By the time Dr. Williams arrived the danger of collapse was over, and the old man was a little surprised that his colleague should have thought it necessary to send for him. The operation of setting the bone brought on another fainting fit; but this time the boy soon rallied, and lay with half-closed eyes, glancing now and then indifferently at the figures moving round the sofa. He wished they would leave off pulling him about, but it was too much trouble to protest, and if he did they would probably take no notice; so there was nothing for it but to submit.
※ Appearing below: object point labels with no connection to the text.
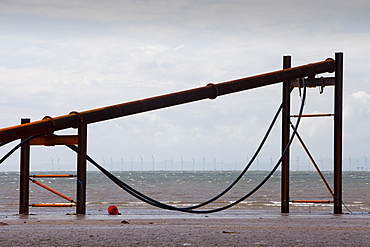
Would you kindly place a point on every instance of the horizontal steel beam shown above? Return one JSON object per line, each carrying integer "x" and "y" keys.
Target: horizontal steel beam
{"x": 48, "y": 125}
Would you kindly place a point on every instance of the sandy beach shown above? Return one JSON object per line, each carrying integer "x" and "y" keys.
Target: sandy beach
{"x": 199, "y": 230}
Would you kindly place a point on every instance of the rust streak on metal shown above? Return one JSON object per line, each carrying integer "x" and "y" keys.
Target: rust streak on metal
{"x": 49, "y": 125}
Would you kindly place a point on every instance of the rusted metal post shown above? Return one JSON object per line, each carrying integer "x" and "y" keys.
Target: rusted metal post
{"x": 81, "y": 167}
{"x": 24, "y": 170}
{"x": 285, "y": 140}
{"x": 338, "y": 119}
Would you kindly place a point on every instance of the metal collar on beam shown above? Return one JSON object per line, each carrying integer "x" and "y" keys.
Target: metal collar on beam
{"x": 208, "y": 92}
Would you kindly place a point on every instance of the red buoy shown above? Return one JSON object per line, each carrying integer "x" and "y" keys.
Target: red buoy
{"x": 113, "y": 210}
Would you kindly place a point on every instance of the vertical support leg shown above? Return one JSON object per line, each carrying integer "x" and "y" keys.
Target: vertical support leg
{"x": 338, "y": 116}
{"x": 285, "y": 140}
{"x": 24, "y": 171}
{"x": 81, "y": 167}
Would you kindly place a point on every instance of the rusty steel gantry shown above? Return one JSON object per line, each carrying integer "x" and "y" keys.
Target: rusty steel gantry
{"x": 79, "y": 120}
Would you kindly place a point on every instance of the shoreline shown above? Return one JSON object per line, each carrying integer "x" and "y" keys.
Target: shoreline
{"x": 185, "y": 230}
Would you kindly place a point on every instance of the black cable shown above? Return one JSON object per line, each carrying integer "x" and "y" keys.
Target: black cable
{"x": 248, "y": 165}
{"x": 156, "y": 203}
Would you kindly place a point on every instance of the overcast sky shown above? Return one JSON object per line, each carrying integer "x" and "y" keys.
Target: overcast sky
{"x": 63, "y": 56}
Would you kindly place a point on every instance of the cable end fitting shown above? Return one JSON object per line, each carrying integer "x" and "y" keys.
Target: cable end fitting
{"x": 52, "y": 124}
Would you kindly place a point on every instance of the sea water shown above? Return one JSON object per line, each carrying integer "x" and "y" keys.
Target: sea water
{"x": 187, "y": 188}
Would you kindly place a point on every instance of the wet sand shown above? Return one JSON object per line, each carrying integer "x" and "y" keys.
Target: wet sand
{"x": 121, "y": 230}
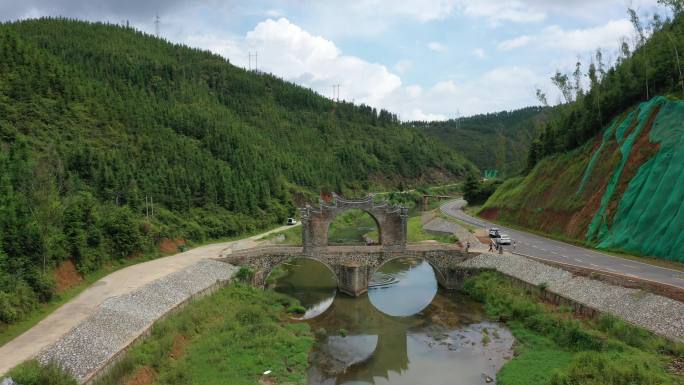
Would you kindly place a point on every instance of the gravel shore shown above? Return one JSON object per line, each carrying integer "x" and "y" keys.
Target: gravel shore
{"x": 661, "y": 315}
{"x": 120, "y": 320}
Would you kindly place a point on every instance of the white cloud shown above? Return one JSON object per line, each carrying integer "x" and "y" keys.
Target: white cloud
{"x": 288, "y": 51}
{"x": 518, "y": 42}
{"x": 480, "y": 53}
{"x": 436, "y": 46}
{"x": 503, "y": 10}
{"x": 403, "y": 65}
{"x": 418, "y": 115}
{"x": 575, "y": 40}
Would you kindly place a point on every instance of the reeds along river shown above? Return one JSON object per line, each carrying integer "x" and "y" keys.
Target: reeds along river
{"x": 406, "y": 330}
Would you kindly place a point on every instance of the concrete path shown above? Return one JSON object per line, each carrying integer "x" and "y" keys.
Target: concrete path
{"x": 537, "y": 246}
{"x": 69, "y": 315}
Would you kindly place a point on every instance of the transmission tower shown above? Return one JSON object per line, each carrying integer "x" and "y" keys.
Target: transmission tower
{"x": 156, "y": 25}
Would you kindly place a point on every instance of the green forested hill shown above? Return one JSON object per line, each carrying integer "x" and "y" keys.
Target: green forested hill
{"x": 496, "y": 141}
{"x": 94, "y": 118}
{"x": 608, "y": 168}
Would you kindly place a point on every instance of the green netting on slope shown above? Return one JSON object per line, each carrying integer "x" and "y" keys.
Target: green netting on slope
{"x": 650, "y": 215}
{"x": 598, "y": 227}
{"x": 592, "y": 162}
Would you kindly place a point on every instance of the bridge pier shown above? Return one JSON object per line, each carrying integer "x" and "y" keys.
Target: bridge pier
{"x": 353, "y": 279}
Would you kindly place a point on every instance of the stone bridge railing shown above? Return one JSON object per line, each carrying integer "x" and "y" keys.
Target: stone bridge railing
{"x": 354, "y": 266}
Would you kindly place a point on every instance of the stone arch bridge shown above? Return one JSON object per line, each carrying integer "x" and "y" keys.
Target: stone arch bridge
{"x": 354, "y": 266}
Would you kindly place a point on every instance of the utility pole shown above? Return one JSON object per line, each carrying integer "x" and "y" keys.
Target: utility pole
{"x": 156, "y": 25}
{"x": 336, "y": 92}
{"x": 256, "y": 60}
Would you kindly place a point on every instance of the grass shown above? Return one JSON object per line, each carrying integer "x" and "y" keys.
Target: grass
{"x": 223, "y": 347}
{"x": 587, "y": 245}
{"x": 10, "y": 331}
{"x": 32, "y": 373}
{"x": 417, "y": 234}
{"x": 555, "y": 348}
{"x": 459, "y": 222}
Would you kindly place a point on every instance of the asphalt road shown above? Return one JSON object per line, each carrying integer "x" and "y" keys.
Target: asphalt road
{"x": 537, "y": 246}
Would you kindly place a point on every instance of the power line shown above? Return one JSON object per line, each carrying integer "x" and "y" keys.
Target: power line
{"x": 156, "y": 25}
{"x": 336, "y": 92}
{"x": 256, "y": 60}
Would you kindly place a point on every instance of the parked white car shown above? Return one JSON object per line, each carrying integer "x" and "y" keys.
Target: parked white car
{"x": 503, "y": 239}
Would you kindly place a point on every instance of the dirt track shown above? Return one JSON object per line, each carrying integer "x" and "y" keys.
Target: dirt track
{"x": 120, "y": 282}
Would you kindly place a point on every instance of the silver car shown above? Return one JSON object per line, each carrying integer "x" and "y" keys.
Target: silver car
{"x": 504, "y": 239}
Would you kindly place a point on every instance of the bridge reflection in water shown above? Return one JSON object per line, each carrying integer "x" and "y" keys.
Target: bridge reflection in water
{"x": 358, "y": 343}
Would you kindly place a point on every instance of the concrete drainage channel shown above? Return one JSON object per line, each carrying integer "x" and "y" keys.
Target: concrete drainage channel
{"x": 98, "y": 342}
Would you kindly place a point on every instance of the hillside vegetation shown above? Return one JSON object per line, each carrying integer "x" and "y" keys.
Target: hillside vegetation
{"x": 112, "y": 140}
{"x": 618, "y": 187}
{"x": 496, "y": 141}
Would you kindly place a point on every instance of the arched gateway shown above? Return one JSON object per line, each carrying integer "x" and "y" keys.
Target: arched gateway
{"x": 354, "y": 266}
{"x": 391, "y": 221}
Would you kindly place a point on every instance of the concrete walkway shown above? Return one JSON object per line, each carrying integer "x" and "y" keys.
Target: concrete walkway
{"x": 72, "y": 313}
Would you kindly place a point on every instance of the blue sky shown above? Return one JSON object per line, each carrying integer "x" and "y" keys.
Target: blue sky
{"x": 429, "y": 59}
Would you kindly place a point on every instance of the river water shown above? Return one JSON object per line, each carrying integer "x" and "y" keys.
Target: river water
{"x": 406, "y": 330}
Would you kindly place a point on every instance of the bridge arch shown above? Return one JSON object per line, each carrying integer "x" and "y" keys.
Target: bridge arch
{"x": 391, "y": 221}
{"x": 334, "y": 221}
{"x": 439, "y": 274}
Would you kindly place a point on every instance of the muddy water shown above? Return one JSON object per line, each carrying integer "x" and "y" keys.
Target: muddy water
{"x": 404, "y": 331}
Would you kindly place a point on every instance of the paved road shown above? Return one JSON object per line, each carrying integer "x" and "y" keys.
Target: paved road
{"x": 126, "y": 280}
{"x": 537, "y": 246}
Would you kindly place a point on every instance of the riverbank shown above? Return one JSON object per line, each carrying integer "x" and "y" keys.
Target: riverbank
{"x": 554, "y": 347}
{"x": 203, "y": 343}
{"x": 120, "y": 283}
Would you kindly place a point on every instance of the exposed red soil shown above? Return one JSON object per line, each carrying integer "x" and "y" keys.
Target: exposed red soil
{"x": 143, "y": 376}
{"x": 641, "y": 152}
{"x": 180, "y": 342}
{"x": 66, "y": 276}
{"x": 169, "y": 245}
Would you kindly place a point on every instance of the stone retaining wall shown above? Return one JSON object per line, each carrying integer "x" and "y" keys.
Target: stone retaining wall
{"x": 97, "y": 343}
{"x": 661, "y": 315}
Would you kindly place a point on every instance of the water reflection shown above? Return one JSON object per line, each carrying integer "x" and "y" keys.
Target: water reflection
{"x": 448, "y": 342}
{"x": 412, "y": 289}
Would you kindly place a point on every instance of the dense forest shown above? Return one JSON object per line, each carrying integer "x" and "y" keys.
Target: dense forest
{"x": 594, "y": 94}
{"x": 494, "y": 141}
{"x": 111, "y": 140}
When his uncle approached him he shuddered and turned his head away; other­wise he was quite passive and docile, but would answer no questions.

  "Did he remember falling? Was it from window-ledge? When was it? How did it happen?"
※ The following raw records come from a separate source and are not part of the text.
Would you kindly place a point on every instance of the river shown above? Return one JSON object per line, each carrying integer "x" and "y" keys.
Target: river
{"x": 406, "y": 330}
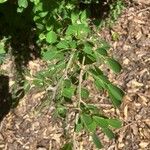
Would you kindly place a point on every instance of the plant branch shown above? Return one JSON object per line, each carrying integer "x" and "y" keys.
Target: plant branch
{"x": 80, "y": 82}
{"x": 54, "y": 89}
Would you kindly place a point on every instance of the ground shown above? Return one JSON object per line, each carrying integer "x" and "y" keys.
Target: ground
{"x": 24, "y": 128}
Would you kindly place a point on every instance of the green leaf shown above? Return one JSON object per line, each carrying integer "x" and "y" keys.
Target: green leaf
{"x": 115, "y": 101}
{"x": 88, "y": 49}
{"x": 101, "y": 122}
{"x": 83, "y": 17}
{"x": 2, "y": 47}
{"x": 50, "y": 54}
{"x": 2, "y": 1}
{"x": 108, "y": 132}
{"x": 62, "y": 45}
{"x": 116, "y": 92}
{"x": 74, "y": 17}
{"x": 87, "y": 119}
{"x": 68, "y": 92}
{"x": 67, "y": 83}
{"x": 114, "y": 65}
{"x": 114, "y": 123}
{"x": 89, "y": 123}
{"x": 99, "y": 84}
{"x": 61, "y": 110}
{"x": 92, "y": 127}
{"x": 73, "y": 44}
{"x": 96, "y": 71}
{"x": 84, "y": 93}
{"x": 23, "y": 3}
{"x": 78, "y": 125}
{"x": 96, "y": 141}
{"x": 67, "y": 146}
{"x": 92, "y": 108}
{"x": 51, "y": 37}
{"x": 105, "y": 45}
{"x": 102, "y": 51}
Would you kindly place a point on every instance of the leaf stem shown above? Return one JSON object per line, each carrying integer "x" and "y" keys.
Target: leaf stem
{"x": 80, "y": 83}
{"x": 54, "y": 89}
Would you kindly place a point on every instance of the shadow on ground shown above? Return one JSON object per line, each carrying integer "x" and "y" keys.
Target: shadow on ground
{"x": 21, "y": 46}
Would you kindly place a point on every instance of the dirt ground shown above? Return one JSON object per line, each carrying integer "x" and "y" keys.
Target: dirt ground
{"x": 25, "y": 129}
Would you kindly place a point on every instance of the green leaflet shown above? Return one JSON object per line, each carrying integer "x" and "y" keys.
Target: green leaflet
{"x": 68, "y": 92}
{"x": 116, "y": 92}
{"x": 114, "y": 123}
{"x": 51, "y": 37}
{"x": 67, "y": 146}
{"x": 84, "y": 93}
{"x": 101, "y": 122}
{"x": 114, "y": 65}
{"x": 2, "y": 1}
{"x": 96, "y": 141}
{"x": 23, "y": 3}
{"x": 108, "y": 132}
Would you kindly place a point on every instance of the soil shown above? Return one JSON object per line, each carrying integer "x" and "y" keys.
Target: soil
{"x": 24, "y": 128}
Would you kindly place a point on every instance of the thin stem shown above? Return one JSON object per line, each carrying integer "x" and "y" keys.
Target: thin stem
{"x": 80, "y": 82}
{"x": 54, "y": 89}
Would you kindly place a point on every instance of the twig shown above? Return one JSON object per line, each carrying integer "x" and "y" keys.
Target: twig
{"x": 80, "y": 82}
{"x": 79, "y": 100}
{"x": 54, "y": 89}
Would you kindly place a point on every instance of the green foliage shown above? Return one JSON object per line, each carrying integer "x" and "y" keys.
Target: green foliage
{"x": 73, "y": 55}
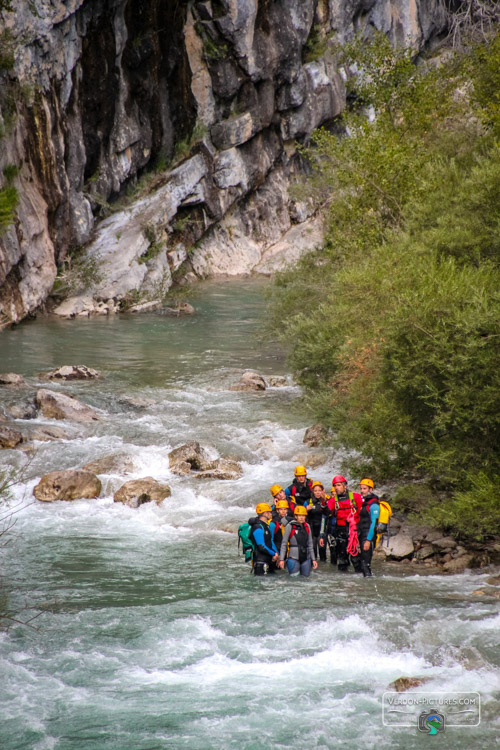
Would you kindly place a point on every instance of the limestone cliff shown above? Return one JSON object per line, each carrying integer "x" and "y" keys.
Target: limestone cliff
{"x": 214, "y": 95}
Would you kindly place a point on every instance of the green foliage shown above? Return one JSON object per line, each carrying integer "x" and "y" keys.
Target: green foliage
{"x": 393, "y": 326}
{"x": 474, "y": 513}
{"x": 9, "y": 199}
{"x": 6, "y": 50}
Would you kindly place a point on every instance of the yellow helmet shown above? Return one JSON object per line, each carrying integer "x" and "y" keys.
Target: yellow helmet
{"x": 368, "y": 482}
{"x": 281, "y": 504}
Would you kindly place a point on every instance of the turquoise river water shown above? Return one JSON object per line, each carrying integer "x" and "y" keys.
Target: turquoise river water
{"x": 152, "y": 632}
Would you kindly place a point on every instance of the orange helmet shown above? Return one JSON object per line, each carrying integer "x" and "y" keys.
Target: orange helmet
{"x": 281, "y": 504}
{"x": 368, "y": 482}
{"x": 339, "y": 479}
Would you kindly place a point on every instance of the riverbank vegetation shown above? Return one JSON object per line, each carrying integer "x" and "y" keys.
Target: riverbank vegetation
{"x": 393, "y": 327}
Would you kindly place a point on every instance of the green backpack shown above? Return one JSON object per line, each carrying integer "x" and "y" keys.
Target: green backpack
{"x": 247, "y": 543}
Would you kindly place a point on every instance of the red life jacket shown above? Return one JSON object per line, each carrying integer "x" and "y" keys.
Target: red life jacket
{"x": 342, "y": 509}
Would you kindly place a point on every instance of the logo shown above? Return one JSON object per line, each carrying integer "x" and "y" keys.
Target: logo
{"x": 431, "y": 722}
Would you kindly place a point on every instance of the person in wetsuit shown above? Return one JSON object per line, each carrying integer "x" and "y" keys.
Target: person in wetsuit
{"x": 343, "y": 506}
{"x": 297, "y": 546}
{"x": 265, "y": 554}
{"x": 316, "y": 509}
{"x": 367, "y": 525}
{"x": 281, "y": 514}
{"x": 299, "y": 492}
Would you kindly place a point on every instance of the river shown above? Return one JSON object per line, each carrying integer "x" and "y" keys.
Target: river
{"x": 152, "y": 632}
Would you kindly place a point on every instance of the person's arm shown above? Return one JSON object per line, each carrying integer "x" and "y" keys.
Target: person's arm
{"x": 284, "y": 541}
{"x": 258, "y": 535}
{"x": 310, "y": 546}
{"x": 374, "y": 514}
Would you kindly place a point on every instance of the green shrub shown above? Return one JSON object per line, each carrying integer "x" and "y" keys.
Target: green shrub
{"x": 392, "y": 326}
{"x": 473, "y": 513}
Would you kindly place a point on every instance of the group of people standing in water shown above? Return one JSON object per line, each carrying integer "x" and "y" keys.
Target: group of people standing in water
{"x": 303, "y": 523}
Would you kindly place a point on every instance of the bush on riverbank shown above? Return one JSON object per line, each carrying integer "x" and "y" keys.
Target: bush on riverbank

  He only shook his head in silence.

  Then they brought him something to drink; and he took it obediently, wondering why they could not let him alone, and why the glass should jingle so against his teeth. But he felt much stronger and more alive after it, which indeed was small gain. The position in which he lay was hurting him very much; and he made several patient efforts to change it, stopping perforce when too many sparks danced before his eyes, and stubbornly trying again as soon as he could breathe. But he gave up the struggle at last, and lay still, biting his lip and wishing he were dead. It had not occurred to him to ask any one's help.

  "Do you want the pillow shifted?" asked the Vicar.

  Jack looked up at him silently; and Dr. Jenkins, standing near, saw the deadly vin­dictiveness in the black eyes and bent down over the sofa.

  "Is the arm hurting you much now?" "It's not so bad when you let it alone." "Does anything else hurt you except the arm?"

  Jack looked round at him slowly, with grave contempt.

  "What makes you think that? I haven't made a fuss, have I?"

  "Indeed you haven't, you little Spartan," said Dr. Williams, turning his head with a smile. He had overheard only the last words. "I wish all grown-up patients made so little — don't you, Jenkins?"